Mother Nature
Necessitates Invention
And Technology Buoys Industry
by R. David Simpson
The United States remains competitive in world resource markets, despite
geological disadvantages and a relatively long history of depletion.
American ease with innovation helps explain why.
generation ago, some prognosticators warned that
A
Americans should brace themselves for an era of
scarcity. The natural resources we depended on for
food, clothing, shelter, and energy were dwindling,
they claimed. But after years of resource use, the
specter of scarcity remains just that. In fact, it has
faded somewhat. Natural resources are neither scarce
nor expensive and their price tags have declined—as
much as 40 percent in the past forty years.

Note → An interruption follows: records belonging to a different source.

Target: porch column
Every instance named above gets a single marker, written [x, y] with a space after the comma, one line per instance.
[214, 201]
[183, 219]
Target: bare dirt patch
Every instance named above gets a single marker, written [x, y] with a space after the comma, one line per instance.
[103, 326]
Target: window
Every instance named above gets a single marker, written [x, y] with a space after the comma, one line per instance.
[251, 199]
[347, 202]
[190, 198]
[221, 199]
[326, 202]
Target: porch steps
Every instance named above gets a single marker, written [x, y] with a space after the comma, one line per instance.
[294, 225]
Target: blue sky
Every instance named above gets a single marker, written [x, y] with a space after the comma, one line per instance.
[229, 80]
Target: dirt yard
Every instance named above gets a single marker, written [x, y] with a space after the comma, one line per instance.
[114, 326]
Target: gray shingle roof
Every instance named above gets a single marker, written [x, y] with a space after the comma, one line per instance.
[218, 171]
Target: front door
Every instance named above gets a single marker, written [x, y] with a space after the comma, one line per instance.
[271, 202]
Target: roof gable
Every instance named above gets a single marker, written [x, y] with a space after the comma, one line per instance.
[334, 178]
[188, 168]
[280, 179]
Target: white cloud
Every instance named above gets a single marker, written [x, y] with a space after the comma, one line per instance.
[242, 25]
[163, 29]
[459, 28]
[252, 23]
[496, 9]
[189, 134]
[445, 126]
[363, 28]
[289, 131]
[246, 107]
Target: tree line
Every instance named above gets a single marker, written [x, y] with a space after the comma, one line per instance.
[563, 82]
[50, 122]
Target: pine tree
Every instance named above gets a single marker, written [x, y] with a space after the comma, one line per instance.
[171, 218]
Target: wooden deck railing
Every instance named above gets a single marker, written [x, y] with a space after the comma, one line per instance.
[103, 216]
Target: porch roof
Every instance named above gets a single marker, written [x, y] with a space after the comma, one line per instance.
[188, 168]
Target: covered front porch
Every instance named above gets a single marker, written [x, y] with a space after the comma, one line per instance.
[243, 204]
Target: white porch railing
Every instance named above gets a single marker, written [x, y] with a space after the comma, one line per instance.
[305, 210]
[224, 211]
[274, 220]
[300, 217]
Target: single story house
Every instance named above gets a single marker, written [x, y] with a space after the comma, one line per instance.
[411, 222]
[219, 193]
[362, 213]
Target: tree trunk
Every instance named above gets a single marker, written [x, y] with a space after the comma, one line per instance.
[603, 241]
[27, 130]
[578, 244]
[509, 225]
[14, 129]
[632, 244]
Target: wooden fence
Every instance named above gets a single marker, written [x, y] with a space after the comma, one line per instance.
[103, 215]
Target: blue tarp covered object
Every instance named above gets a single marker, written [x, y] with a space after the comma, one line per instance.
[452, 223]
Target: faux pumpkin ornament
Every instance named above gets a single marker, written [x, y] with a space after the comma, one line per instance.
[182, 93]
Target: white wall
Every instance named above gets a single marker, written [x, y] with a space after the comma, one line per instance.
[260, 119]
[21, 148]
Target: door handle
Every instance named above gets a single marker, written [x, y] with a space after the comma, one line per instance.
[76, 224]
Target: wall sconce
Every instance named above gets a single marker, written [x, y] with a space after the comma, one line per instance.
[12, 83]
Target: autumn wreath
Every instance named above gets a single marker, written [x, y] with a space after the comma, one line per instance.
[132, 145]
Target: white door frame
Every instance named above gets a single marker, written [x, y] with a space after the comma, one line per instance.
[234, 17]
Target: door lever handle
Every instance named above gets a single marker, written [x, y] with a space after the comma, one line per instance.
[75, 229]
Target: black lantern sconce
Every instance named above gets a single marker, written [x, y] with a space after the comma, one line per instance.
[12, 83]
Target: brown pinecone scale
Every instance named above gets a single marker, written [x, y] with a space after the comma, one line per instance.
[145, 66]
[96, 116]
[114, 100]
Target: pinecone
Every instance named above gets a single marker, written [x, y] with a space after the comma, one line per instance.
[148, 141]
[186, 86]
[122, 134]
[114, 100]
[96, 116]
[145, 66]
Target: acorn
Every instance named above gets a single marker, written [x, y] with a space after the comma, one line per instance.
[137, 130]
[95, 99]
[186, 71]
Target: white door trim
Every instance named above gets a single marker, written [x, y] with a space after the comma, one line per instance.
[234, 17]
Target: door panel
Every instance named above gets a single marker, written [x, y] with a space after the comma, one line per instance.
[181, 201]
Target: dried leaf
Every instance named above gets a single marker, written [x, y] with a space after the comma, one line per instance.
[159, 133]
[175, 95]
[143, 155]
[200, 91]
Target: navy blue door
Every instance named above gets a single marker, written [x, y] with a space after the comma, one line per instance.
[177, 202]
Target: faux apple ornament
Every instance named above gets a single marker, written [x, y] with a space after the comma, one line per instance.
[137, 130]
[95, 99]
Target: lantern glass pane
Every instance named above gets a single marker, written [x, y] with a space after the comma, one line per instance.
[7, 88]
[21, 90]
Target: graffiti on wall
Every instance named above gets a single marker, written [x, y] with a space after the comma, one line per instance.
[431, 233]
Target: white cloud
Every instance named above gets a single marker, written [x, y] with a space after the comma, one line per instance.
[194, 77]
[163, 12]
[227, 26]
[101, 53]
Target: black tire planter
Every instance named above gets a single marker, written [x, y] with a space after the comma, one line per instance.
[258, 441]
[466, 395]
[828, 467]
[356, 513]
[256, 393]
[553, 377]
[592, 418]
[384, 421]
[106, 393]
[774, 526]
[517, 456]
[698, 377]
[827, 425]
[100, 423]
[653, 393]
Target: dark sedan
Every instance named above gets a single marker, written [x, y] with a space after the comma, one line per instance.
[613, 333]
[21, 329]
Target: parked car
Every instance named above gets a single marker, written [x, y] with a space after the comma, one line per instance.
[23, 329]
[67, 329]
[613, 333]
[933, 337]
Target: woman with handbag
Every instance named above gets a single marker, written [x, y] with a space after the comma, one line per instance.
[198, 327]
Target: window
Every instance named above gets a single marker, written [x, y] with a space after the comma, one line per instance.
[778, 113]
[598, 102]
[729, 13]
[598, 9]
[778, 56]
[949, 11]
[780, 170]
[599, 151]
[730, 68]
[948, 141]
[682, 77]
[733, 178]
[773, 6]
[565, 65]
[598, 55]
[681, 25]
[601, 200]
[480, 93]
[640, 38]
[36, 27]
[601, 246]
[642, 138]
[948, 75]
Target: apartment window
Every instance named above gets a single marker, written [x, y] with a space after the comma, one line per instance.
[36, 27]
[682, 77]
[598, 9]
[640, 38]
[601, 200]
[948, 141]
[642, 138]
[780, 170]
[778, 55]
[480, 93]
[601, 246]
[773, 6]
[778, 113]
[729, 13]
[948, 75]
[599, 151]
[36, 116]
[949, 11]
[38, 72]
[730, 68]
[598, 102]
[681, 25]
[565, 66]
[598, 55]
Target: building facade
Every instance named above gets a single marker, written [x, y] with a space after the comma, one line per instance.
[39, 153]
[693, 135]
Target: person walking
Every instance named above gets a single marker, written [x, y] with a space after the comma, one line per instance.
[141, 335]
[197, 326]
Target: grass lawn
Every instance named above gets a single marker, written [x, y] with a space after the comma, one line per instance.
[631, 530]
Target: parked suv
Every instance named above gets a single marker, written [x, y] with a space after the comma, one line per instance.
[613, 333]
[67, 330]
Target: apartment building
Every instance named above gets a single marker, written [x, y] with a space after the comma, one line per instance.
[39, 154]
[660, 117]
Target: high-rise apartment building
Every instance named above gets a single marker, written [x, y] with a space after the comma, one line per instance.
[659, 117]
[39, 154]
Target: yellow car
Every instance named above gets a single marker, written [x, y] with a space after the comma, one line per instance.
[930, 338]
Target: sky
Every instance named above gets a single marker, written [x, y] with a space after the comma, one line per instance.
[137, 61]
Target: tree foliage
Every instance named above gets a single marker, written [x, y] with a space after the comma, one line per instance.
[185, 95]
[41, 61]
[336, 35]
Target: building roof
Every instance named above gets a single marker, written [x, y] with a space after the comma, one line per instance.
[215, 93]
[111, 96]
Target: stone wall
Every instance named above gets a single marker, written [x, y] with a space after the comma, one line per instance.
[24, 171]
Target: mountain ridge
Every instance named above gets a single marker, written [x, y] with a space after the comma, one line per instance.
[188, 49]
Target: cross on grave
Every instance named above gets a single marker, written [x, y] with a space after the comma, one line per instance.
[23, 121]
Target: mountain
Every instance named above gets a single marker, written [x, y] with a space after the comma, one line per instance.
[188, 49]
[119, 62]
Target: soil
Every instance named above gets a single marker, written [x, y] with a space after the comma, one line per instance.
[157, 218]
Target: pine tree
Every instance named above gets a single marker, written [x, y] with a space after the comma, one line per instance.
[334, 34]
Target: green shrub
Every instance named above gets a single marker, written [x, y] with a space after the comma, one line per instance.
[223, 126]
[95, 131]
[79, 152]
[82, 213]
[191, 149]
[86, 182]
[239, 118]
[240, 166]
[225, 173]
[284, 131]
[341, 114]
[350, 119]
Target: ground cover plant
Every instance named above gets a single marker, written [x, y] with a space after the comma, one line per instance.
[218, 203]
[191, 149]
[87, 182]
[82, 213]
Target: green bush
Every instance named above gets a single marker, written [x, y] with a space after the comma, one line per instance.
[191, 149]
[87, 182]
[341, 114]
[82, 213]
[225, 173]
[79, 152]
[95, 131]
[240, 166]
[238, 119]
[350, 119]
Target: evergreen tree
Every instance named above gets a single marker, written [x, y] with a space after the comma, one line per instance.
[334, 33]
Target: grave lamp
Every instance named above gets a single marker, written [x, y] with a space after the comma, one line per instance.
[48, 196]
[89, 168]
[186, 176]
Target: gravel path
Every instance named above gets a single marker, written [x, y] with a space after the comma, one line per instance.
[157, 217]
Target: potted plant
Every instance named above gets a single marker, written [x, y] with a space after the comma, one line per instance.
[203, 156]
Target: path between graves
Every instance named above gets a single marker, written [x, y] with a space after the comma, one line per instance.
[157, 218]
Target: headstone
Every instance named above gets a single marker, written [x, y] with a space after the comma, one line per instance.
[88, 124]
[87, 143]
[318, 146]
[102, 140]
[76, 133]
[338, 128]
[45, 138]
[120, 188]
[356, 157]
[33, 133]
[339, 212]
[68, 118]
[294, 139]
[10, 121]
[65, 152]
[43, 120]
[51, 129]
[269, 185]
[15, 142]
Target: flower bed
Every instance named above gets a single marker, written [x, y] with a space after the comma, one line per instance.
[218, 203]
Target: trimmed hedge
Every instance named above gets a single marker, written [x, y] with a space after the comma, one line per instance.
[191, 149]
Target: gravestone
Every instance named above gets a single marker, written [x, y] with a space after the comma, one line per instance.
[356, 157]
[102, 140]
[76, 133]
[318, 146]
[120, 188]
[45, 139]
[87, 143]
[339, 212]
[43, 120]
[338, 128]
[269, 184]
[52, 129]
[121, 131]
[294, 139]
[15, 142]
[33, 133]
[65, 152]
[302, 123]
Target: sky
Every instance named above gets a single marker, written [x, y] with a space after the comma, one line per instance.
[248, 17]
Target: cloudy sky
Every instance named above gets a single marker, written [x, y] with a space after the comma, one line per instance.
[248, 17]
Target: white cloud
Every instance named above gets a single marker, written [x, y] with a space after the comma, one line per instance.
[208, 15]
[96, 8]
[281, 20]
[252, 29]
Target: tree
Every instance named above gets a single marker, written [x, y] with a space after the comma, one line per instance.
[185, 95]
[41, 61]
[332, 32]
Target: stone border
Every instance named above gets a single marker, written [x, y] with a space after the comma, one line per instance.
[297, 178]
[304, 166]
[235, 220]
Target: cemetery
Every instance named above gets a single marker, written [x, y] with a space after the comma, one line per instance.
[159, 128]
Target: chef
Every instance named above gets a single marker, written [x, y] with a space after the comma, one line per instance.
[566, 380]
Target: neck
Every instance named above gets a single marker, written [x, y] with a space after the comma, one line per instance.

Prices have declined because the costs of producing natural resources have dropped. Costs have
dropped because improvements in technology have
more than offset the effects of depletion. Technological
innovation, then, is something of a savior for
America’s consumers and natural resource producers,
helping to make the latter strong competitors on the
international market. Even copper mining is flourishing, though it seemed doomed as an American enterprise not long ago.
How exactly has technology controlled costs? With
support from the Alfred P. Sloan Foundation,
researchers at RFF have been exploring this question
as part of a study of productivity change in four U.S.
natural resource industries: coal mining, oil and gas
exploration, copper mining, and forestry. In conducting the research, we performed individual case studies
first and then a statistical analysis of productivity
trends in the four industries. Thus we took both
“bottom up” and “top down” approaches.
The record of productivity growth in U.S. natural
resource industries is mixed, and does not lend itself
to easy interpretation. Changes in market conditions
and regulation in the 1970s apparently had some
temporary negative effects on productivity.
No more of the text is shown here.